Scheduling of Days on Station
When a cruise plan has been worked out, the WHOI Marine Operations Coordinator will draw up a schedule for the cruise, showing transit time, days on station, and port calls.
Generally, a cruise is scheduled to provide two days in port prior to sailing for the loading of scientific equipment and supplies. Scientists may join the ship the evening before departure (moving aboard earlier requires special arrangements with WHOI Port Office personnel). Port departure time is not advertized but was considered when determining the scheduled number of days in port; the possibility of a late departure time effectively adds flexibility to the port time available to complete cruise preparations. The figure given for transit time is purposely conservative, allowing for the safe and reasonable operation of Atlantis and for any unforeseen contingencies which could delay the ship’s arrival on station. Some research party leaders, however, assuming an early departure time and noting the maximum speed of which Atlantis is capable, optimistically schedule extra scientific work for some of the designated transit days. After joining the ship, they attempt to persuade the crew to alter the original schedule to accommodate these new plans, placing the crew in a difficult position. Therefore, prospective science party members are warned not to tamper with the departure time and transit day safety margin provided. The Marine Operations Coordinator reserves the right to determine cruise scheduling as he deems necessary, and changes in the science program should be discussed with him even if the published schedule appears to provide adequate time. Generally, the Master determines the port departure time based upon completion of ship preparations and timely arrival at the first work station listed in the cruise plan. The Chief Scientist determines the site departure time based upon research needs and arrival in port at a time affording a full work day ashore on the first scheduled port day.
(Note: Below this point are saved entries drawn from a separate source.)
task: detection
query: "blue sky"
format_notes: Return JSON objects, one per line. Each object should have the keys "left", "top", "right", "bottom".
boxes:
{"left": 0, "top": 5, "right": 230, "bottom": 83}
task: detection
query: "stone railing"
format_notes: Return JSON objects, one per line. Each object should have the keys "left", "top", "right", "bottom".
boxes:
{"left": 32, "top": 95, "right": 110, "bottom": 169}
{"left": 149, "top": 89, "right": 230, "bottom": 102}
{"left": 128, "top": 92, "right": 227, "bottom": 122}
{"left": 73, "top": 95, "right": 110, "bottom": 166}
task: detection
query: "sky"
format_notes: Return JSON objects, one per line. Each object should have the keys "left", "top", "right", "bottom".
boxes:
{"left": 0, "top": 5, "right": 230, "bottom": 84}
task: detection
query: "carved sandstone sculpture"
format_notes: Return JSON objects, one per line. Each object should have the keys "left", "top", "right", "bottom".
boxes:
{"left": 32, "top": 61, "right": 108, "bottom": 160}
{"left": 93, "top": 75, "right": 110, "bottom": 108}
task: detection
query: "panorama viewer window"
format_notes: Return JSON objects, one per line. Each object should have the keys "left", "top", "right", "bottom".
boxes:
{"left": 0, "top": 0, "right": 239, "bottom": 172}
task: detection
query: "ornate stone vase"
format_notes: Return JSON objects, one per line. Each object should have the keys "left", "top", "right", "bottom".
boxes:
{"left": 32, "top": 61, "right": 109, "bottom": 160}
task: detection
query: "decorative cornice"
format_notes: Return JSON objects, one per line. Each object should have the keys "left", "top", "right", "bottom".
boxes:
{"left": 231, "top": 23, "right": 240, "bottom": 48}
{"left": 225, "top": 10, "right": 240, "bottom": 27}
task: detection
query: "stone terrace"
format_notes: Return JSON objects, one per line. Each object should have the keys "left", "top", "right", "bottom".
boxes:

A day on station (DOS) is normally a dive day consisting of a 24-hour period (midnight to midnight). However, scheduling considerations may require that the support ship arrive on station for the first dive in the early morning rather than at midnight. Additionally, there may be a requirement for departure from the dive site soon after the submersible is recovered rather than after the full 24 hours have elapsed. If the science program requires that these time periods be available on station, the Alvin Group must be informed well in advance in case schedule changes are required.
The DOS is divided into three parts: predive preparation, diving, and postdive replenishment. After a dive, battery recharging takes 8-12 hours. Part of this time may be simultaneously spent in conducting post-dive servicing and pre-dive checks as well. Post-dive servicing normally takes about an hour and pre-dive checks normally take about two hours.
Following a dive series, the support ship transits to port where a minimum of one day after the arrival day is scheduled for science party disembarkation. During this time the science party may live aboard ship. (At some port stops, however, the galley may be closed, obligating scientists and crew to eat ashore.) Generally, those in charge of scheduling allow considerable latitude in determining the dive site departure time, in the belief that the flexibility of a few extra hours at the end of a cruise may have significant impact on the science program’s success.